The trend for at least the past 20 years has been to outsource production if not the entire product design to outside suppliers. While this may help with product cost and profit margins, there are many other reasons for developing your own products instead of relying mainly on outsourced products.
My four reasons for developing your own new products are:
- New Revenue and Replacement Revenue
- Intellectual Property Builds Long-term Company Value
- Continuous Development Keeps Pressure on the Competition
- Other People’s Products are a Compromise and Possibly Compromising
New Products Mean New Revenue
This may seem too obvious to talk about, but many firms continue to ride the revenue wave of products introduced long ago. These “cash cows” are great for the company’s bottom line because there is little investment required to keep the line going. The tendency can be to relax and assume that this revenue and profit will always be available.
The problems start when the market shifts due to a competitor’s move or a change in the customers’ preferences. If the new product development plan or roadmap created by the product management team has not accounted for these changes, then the company can lose a great deal of revenue so fast that it cannot recover.

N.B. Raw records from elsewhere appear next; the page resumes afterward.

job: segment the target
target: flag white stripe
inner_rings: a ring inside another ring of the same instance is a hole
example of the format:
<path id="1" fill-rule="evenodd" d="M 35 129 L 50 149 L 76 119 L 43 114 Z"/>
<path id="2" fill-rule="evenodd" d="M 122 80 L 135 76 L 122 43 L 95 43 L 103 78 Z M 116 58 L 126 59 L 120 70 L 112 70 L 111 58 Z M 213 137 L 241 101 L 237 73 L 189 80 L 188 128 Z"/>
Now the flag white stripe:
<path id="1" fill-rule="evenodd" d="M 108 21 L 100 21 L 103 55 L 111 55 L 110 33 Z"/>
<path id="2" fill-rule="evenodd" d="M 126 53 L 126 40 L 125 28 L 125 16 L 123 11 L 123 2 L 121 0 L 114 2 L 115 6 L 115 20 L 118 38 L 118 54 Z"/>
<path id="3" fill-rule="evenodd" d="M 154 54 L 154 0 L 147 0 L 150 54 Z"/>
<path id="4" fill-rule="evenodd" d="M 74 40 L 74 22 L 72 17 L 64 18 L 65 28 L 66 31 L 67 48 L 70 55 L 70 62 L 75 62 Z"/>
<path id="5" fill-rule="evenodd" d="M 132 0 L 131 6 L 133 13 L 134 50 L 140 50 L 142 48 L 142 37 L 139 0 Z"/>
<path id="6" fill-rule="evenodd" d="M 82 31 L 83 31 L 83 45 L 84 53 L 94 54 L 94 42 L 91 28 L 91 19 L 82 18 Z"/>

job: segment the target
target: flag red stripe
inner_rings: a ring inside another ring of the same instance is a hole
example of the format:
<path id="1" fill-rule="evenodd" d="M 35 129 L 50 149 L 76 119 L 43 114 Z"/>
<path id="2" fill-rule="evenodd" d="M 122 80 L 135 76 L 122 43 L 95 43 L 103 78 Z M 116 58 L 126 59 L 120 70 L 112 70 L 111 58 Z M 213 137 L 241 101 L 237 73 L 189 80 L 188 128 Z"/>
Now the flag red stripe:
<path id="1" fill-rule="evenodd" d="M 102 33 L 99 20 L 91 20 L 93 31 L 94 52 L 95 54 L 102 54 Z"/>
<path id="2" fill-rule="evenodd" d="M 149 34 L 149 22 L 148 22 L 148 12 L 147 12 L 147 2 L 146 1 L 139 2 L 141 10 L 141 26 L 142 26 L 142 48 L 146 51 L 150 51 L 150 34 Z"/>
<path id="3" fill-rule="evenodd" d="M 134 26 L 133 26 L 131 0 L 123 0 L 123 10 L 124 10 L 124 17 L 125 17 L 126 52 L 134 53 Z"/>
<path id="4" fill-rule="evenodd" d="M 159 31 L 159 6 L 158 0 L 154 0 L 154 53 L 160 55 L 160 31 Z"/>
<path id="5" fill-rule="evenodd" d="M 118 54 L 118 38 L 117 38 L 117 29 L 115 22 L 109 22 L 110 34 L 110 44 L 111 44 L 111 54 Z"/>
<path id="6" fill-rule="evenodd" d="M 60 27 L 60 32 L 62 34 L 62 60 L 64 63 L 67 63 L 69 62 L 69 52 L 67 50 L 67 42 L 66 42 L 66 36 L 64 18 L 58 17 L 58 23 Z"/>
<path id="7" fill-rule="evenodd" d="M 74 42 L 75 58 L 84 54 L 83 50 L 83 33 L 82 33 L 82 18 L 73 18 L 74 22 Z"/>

Remember, it is always better (except for rare changes in strategic direction) for your product line to lose revenue to one of your new products than to lose it to a competitor. A former manager of mine said, “It’s better to cannibalize yourself than to lose to the competition.” He was right.
Intellectual Property Builds Long-term Company Value
This is something that firms tend to ignore. There is work done to ensure they are not infringing on someone else’s IP but little is done to consider the long-term value that their IP creates for the firm.
This value can be in many forms: 1) features and benefits of the product that drives new sales, 2) creation of a closed product “ecosystem” that keeps competitors at bay, 3) IP can be used to prevent competition, 4) service parts are captive and command a higher price, and 5) the sum of these increases the sale price of the firm when sold.
Continuous Development Keeps Pressure on the Competition
This one is for the true competitor in us all. Continuously developing new products, or improving existing ones, keeps the pressure on the competition and prevents them from resting on their laurels. If they do not continue to keep pace with us, then they fall further behind each quarter. Before long, the innovator has an insurmountable lead. This lead will be safe unless there is a major market event that realigns the market.
I have worked with some firms where this problem was commonplace. The ongoing delays in product development combined with lack of investment in key product lines deeply hurt the top and bottom lines. Some lines recovered; most did not.
Other People’s Products are a Compromise and Possibly Compromising
It is alluring to the cash flow model to use products from other manufacturers instead of developing them internally. The time-to-market much faster and the higher per unit cost is typically compensated for by the lack of R&D investment. If production volumes are low (preventing economies of scale), the OEM route can be an advantage.
There are some problems with the use, and overuse, of this method. Firstly, the firm is renting intellectual property – not building it. Secondly, since most OEM firms sell to multiple customers, including your competitors, all customers get the advantage of the economies of scale. Thirdly, the supplier may become a well-educated competitor if they decide to enter your market.
Lastly, the products you develop with an outside supplier or should not, contain the same high level of intellectual property as your own products because its IP is not secured within your firm – it could be used against you. This limited IP approach affects the quality of the products offered for sale by your firm.
If your customer base is the body and soul of your company, the products they purchase from you are the lifeblood of your firm. It is crucial to your long-term profit and valuation to methodically plan your product strategies.
It is practical to develop or source a small percentage of your products from a trusted supplier. This practice should be limited to non-critical items or other readily available products. Sharing critical IP should be avoided whenever possible.